(Reprinted with permission from the journal Theological Studies, written by John C. Haughey.)
Edward Farley’s new book Deep Symbols: Their Postmodern Effacement and Reclamation directly addresses our social condition and cultural flux and it comes to grips with what must be done to remedy them.
We have experienced an effacement of the “power words,” i.e. deep symbols that were a major source of social coherence in former generations. We still use such power words as “obligation, law, tradition, hope, the real,” but they have lost their heft or, as Farley would say, their enchantment.
Deep symbols have several characteristics: location in a master narrative, normativity, enchantment, and fallibility. The price we must pay for reenchanting these symbols is reengagement with the master narratives and the transcendent reality they have mediated. These symbols will not be reenchanted by analysis, by greater conceptual precision, nor by being isolated one from another. Since the master narratives of religious traditions are the sources of deep symbols, citizens will have to reinvest themselves in these traditions if they wish to be formed and empowered by them. Symbols shape persons and cultures if they are appropriated as symbols. If they are taken as concepts, they will, at best, inform, as they do at present. Evidence of their effacement is the endless wrangling that attends their appropriation as concepts.
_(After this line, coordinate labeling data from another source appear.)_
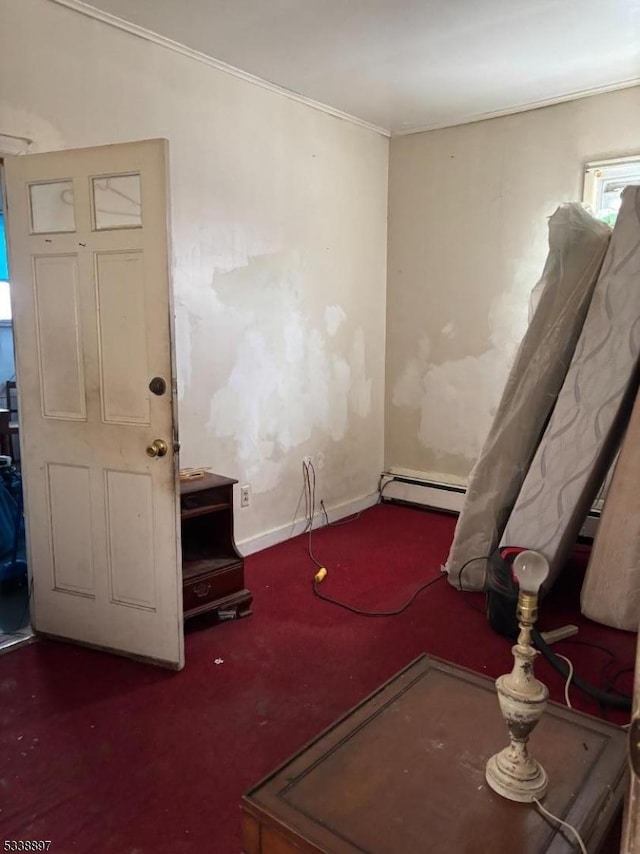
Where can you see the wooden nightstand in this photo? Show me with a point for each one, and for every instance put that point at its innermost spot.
(212, 566)
(403, 773)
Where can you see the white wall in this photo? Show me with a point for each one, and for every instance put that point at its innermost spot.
(279, 248)
(467, 241)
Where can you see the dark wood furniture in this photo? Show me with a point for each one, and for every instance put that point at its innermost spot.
(403, 773)
(212, 566)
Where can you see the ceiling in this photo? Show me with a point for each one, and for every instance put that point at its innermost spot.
(404, 65)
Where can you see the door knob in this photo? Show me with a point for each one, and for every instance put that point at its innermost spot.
(158, 448)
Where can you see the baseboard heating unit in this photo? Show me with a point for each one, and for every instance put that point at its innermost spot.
(424, 491)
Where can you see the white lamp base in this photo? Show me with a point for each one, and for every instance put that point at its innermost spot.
(515, 779)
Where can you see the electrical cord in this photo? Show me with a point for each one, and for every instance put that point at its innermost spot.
(569, 678)
(566, 824)
(362, 611)
(609, 698)
(464, 566)
(309, 475)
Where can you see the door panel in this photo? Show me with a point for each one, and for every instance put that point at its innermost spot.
(56, 296)
(92, 317)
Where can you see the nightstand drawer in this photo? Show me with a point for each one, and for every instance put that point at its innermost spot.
(211, 498)
(203, 589)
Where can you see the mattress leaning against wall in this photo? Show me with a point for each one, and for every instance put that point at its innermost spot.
(611, 589)
(577, 247)
(592, 408)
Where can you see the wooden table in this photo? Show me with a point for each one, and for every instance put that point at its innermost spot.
(403, 773)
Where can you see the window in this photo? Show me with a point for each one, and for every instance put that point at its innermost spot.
(604, 181)
(5, 298)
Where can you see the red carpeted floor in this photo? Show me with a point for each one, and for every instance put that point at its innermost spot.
(101, 754)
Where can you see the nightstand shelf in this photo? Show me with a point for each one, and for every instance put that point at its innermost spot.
(212, 566)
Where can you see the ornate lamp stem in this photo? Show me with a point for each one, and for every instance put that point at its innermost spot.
(512, 772)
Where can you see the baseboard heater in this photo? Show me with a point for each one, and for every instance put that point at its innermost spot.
(432, 494)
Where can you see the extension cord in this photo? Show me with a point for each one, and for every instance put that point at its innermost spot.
(556, 635)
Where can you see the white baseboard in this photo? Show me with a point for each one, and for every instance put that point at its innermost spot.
(286, 532)
(422, 489)
(419, 488)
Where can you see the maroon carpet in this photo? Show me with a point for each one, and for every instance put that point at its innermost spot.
(101, 754)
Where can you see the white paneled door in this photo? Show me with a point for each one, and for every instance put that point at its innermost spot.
(88, 244)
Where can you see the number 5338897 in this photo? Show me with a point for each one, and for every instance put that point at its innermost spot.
(26, 844)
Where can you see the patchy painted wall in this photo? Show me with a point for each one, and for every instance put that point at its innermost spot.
(467, 241)
(279, 249)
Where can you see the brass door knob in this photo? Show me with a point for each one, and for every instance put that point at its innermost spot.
(158, 448)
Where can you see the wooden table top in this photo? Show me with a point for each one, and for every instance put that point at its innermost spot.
(403, 773)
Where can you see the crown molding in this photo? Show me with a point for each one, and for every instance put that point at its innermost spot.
(148, 35)
(523, 108)
(12, 144)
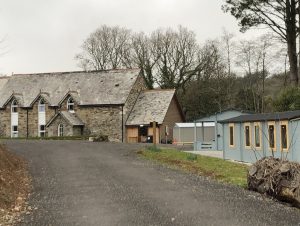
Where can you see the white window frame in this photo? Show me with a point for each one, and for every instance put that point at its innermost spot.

Farley does not spend much time lamenting, so diligent is he in convincingly constructing a way of understanding and remedying our condition.
Postmodernity, which is given only brief treatment, is seen as the bane of deep symbols because it is always effacing “fixed meanings such as truth, reality, self, God, knowledge, history.” The result is a citizenry which is “multiphrenic,” i.e. constantly exposed to multiple symbolic worlds whose values are endlessly in conflict because they float free of the metanarratival homes from which they derived.